Problem Statement - Samsung's Hand Gesture Recognition
The zip file contains three files
- hand_gesture_vgg16_final.ipynb - This is the main file. Documented everything there.
- under_sample_Point.py - This file is used to under sample few classes and upsample other classes
- Test_Predictions.ipynb - This is used to load trained models and make predictions for test dataset
- mlp_model_6_73.h5 - The weights file used to load a trained model for classification
- keepcalm_test_predictions.csv - Final test submission file.
High level Approach
- Up sampling class 'A' and under sampling class 'Five' and 'Point' has reduced misclassifications. Hence the move.
- Used VGG16 net to get it's 1st fully connected layer's output as feature representations for images.
- Used these representations to classify gestures with an MLP. (2 hidden layers, used dropout, Cross-Entropy Loss)
- Used Data Augmentation. Helped in increasing accuracy.

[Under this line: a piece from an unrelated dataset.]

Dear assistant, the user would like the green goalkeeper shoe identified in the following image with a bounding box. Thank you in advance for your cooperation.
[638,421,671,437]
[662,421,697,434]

- Center cropped all images. Most of the images were located at the center of the image. (Cropping proved to increase accuracy big time. Boosted the accuracy by 10%.)
- Plotting Epochs Vs Accuracy to identify threshold for over-fitting.
- Plotting Test images and its predicted labels for visual analysis. Helps know where the network is getting confused.
- Analysing Validation data's confusion matrix also helped in identifying where the misclassifications were happening.
Results: Test results are state of the art (as of this time). ~ 75% accuracy
Hardware Configuration: Processor: Intel Xeon RAM : 256 GB Graphics Card: GTX 1080Ti (11 GB Memory)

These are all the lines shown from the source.